O cenário político fluminense ganhou um novo capítulo nesta semana, com o aumento da pressão dentro do Partido Liberal (PL) para que o senador Flávio Bolsonaro reconheça o colega Carlos Portinho como o nome mais viável da sigla para a disputa ao Senado em 2026. Com a saída do governador Cláudio Castro da equação eleitoral para a vaga, lideranças partidárias avaliam que Portinho reúne os atributos necessários para representar o bolsonarismo na principal disputa proporcional do estado.
O movimento ganha força porque Portinho, atual líder do PL no Senado, vem construindo uma trajetória de fidelidade ao projeto político da família Bolsonaro e ao mesmo tempo articula bem com diferentes alas do partido. Aliados argumentam que o senador já possui capilaridade no interior do estado, incluindo o Norte e o Noroeste Fluminense, regiões onde a base bolsonarista historicamente apresenta votação expressiva. Cidades como Itaperuna, Santo Antônio de Pádua, Bom Jesus do Itabapoana e Campos dos Goytacazes costumam figurar entre os redutos eleitorais que reforçam candidaturas alinhadas ao campo conservador.

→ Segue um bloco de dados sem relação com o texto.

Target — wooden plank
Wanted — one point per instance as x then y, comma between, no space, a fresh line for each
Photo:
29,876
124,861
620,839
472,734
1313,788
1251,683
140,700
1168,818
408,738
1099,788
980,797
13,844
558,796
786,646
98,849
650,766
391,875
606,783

A discussão se intensifica em meio a um cenário no qual o PL precisa definir quem ocupará espaços estratégicos no Rio de Janeiro. Cláudio Castro, que era cogitado para a vaga, deixou claro que não pretende disputar o Senado, abrindo um vácuo que precisa ser preenchido com rapidez para evitar disputas internas que possam enfraquecer o palanque estadual. Nos bastidores, integrantes da legenda lembram que, em pleitos anteriores, indefinições semelhantes acabaram custando caro à direita fluminense, especialmente em regiões do interior, onde o tempo de articulação com lideranças locais costuma ser determinante para garantir bons resultados nas urnas.

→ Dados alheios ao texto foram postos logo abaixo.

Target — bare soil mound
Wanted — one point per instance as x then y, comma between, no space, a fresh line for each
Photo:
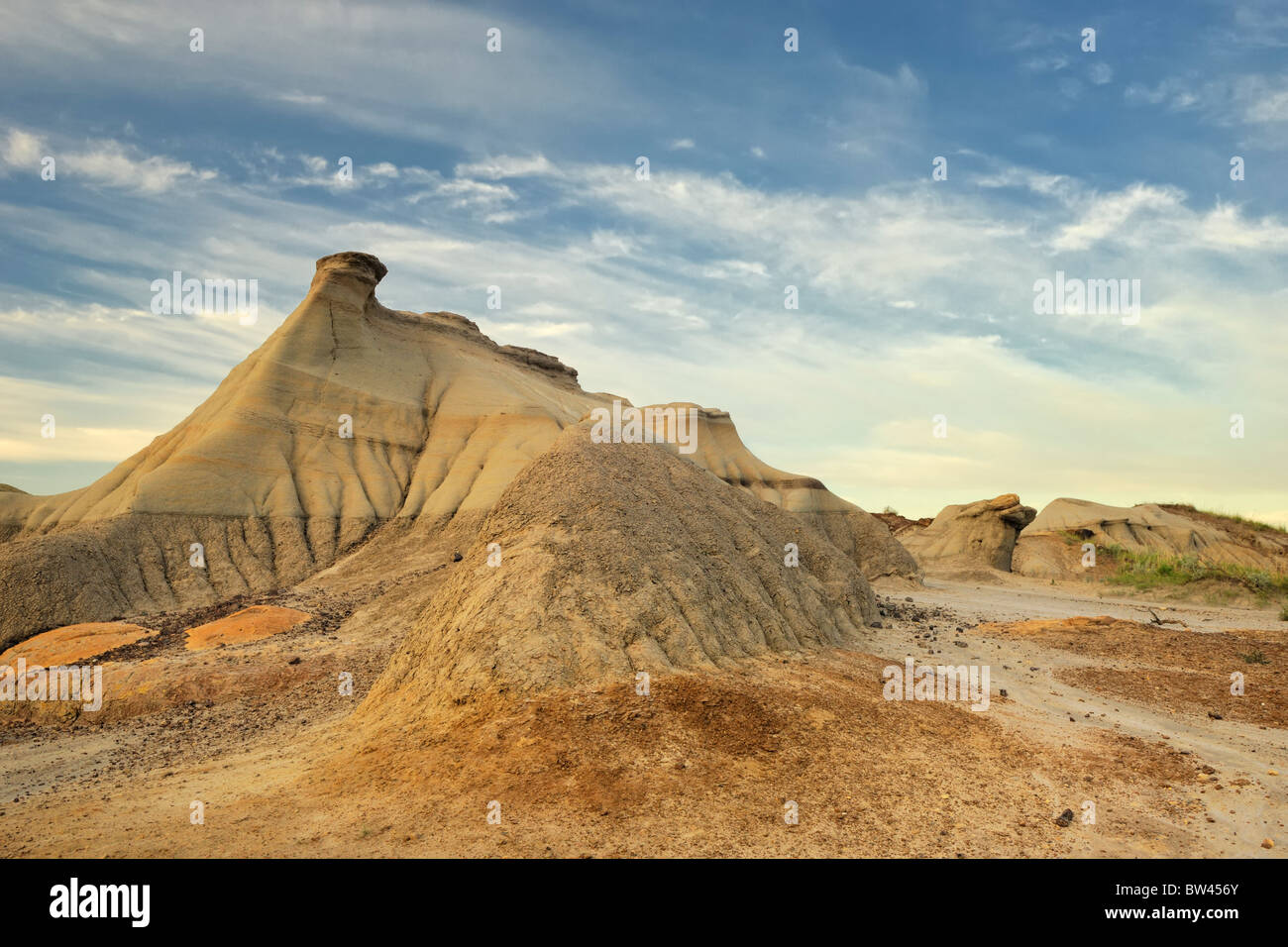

Para os moradores do Noroeste Fluminense, a definição do candidato ao Senado pelo PL tem peso direto, já que parlamentares com mandato em Brasília costumam ser pontes importantes na destinação de emendas para hospitais, estradas, saneamento e programas sociais. Municípios como Italva, Cardoso Moreira, Laje do Muriaé, Porciúncula e Natividade dependem fortemente desse tipo de articulação política para viabilizar obras estruturantes. Caso Portinho confirme a candidatura, é esperado que ele intensifique a presença na região nos próximos meses, com agendas voltadas a prefeitos, vereadores e lideranças comunitárias, buscando consolidar apoios antes mesmo da janela oficial de pré-campanha.
A palavra final, no entanto, deverá vir de Flávio Bolsonaro, que tem papel central na coordenação política do PL no Rio e mantém diálogo direto com o ex-presidente Jair Bolsonaro. Enquanto a decisão não é oficializada, outros nomes seguem sendo ventilados, mas a tendência apontada por interlocutores é de que Portinho saia fortalecido caso o partido busque um perfil de continuidade, com experiência legislativa e capacidade de manter unida a base bolsonarista. Para os eleitores do Noroeste Fluminense, resta acompanhar os próximos movimentos, já que as escolhas feitas agora pelo PL terão impacto direto no desenho das alianças locais para 2026, incluindo apoios a candidatos a deputado estadual e federal que historicamente caminham vinculados ao palanque majoritário do partido na região.